The Broadmoor hotel wears diamonds as well as any grand dame.

AAA on Friday named The Broadmoor as a five-diamond winner for the 39th consecutive year, making the Colorado Springs luxury resort the only hotel to receive the travel organization's highest rating each year since the awards were started in 1976.

"We stand alone in that regard, which is something that I think we can take some extra pride in," said Broadmoor president and CEO Steve Bartolin.

The Broadmoor is one of four Colorado hotels to receive five diamonds from AAA as part of its 2015 ratings. The others are the Little Nell in Aspen and the Ritz-Carlton and Four Seasons in Denver - with the Four Seasons being new to the list.

Meanwhile, AAA named The Broadmoor's Penrose Room restaurant as a five-diamond winner for the eighth straight year. It's the only Colorado restaurant to receive five diamonds.

The Broadmoor, on Colorado Springs' southwest side, is the internationally known "Grand Dame of the Rockies" that's played host to presidents, celebrities and foreign dignitaries since it was founded by mining magnate Spencer Penrose in 1918.

With 776 rooms and sitting on a campus at the foot of Cheyenne Mountain, the hotel features golf, tennis, pools, restaurants, shopping and a spa, among other amenities. In recent years, it's added wilderness retreats on top of Cheyenne Mountain and in the Pike National Forest, which allow guests to hike, fish and enjoy other outdoor activities while staying in rustic Broadmoor-style accommodations.

Besides AAA's five diamonds, the Forbes Travel Guide (previously known as the Mobil Travel Guide) has awarded The Broadmoor its highest rating of five stars for 54 straight years.

Despite being the only hotel to receive five diamonds for nearly four decades, Bartolin said The Broadmoor can't take the recognition for granted. Guests expect superior service and accommodations, while competition among luxury resorts is fierce.

"It is a race without a finish line," Bartolin said. "And the bar raises. The standards get more and more lofty and stringent, the expectations - as time goes forward - are higher.

"You can't rest," he added. "The minute you think you can rest on your laurels, forget it."

While The Broadmoor has spent more than $130 million on upgrades in recent years, guest rooms and other physical facilities make up only 25 percent of AAA's ratings, while the rest is based on service, Bartolin said. That's why a housekeeper assigned to a room will know not just the names of guests, but their children's names and even that of their dog.

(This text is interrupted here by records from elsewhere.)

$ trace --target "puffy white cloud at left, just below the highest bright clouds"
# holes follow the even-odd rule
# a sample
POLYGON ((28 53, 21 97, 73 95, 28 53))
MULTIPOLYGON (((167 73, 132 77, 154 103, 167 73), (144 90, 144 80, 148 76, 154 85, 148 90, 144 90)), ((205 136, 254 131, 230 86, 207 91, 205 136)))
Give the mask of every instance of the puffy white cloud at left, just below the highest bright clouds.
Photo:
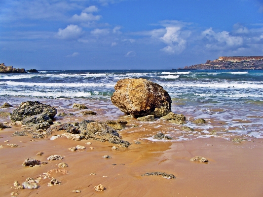
POLYGON ((77 25, 68 25, 65 29, 59 28, 55 38, 78 39, 83 34, 82 28, 77 25))

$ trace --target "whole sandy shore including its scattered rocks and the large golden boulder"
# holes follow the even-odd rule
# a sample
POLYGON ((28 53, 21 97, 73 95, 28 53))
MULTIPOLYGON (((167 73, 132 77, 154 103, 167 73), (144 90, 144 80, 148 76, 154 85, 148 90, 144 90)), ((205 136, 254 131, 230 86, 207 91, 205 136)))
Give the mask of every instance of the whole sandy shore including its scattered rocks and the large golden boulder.
POLYGON ((38 101, 4 103, 0 196, 261 194, 261 185, 255 186, 263 181, 261 139, 225 140, 226 135, 212 130, 222 122, 172 112, 169 93, 157 83, 122 80, 115 90, 112 102, 123 114, 114 119, 87 103, 72 102, 63 109, 38 101), (147 96, 136 101, 138 92, 147 96), (87 109, 96 113, 83 113, 87 109), (178 141, 200 135, 201 124, 207 125, 203 138, 178 141))

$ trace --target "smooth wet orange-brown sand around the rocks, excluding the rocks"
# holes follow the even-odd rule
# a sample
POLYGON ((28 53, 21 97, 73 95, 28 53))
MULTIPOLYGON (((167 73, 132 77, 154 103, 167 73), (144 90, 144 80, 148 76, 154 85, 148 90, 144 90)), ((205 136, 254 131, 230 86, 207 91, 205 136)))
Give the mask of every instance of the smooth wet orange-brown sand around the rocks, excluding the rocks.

"Those are the kind of things that set you apart," Bartolin said. "It really gets down to the people."

The Broadmoor is owned by the Denver-based Anschutz Corp., whose Clarity Media Group owns The Gazette.

Florida-based AAA rates properties each year in the United States, Canada, Mexico and the Caribbean. Properties first must pass unannounced on-site evaluations to become AAA approved; they're then rated from one to five diamonds based on services, facilities and amenities.

In addition to The Broadmoor's five diamonds, three area hotels repeated as four-diamond properties: The Cliff House in Manitou Springs and the Cheyenne Mountain Resort and The Mining Exchange, A Wyndham Grand Hotel, in Colorado Springs.

AAA also named The Broadmoor's Summit and The Cliff House Dining Room as repeat four-diamond restaurants.